OB Bosch hat jedoch erst jüngst wieder betont, dass die finanzielle Seite nicht das einzige Argument für eine Loslösung vom Kreis sein könne. Auch Dolde sagte bei der Vorstellung des Gutachtens, dies müsse kein K.-o.-Kriterium sein. Vielmehr solle man abwägen, ob es die Selbstverwaltung nicht wert sei, etwas mehr zu investieren.

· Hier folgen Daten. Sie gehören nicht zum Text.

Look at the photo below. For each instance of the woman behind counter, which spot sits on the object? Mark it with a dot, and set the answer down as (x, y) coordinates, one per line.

Auch der schärfste Kritiker des Projekts, der Reutlinger Landrat Thomas Reumann, stellt die zentrale Frage des „Mehrwerts“ keinesfalls nur in finanzieller Hinsicht. Es gehe vielmehr darum, wie eine „verantwortungsvolle kommunale Strukturpolitik in der Zukunft“ in der Region aussehe. Er bezweifelt, dass die kleine Großstadt Reutlingen und ein kleiner Landkreis diese Aufgabe getrennt besser lösen können.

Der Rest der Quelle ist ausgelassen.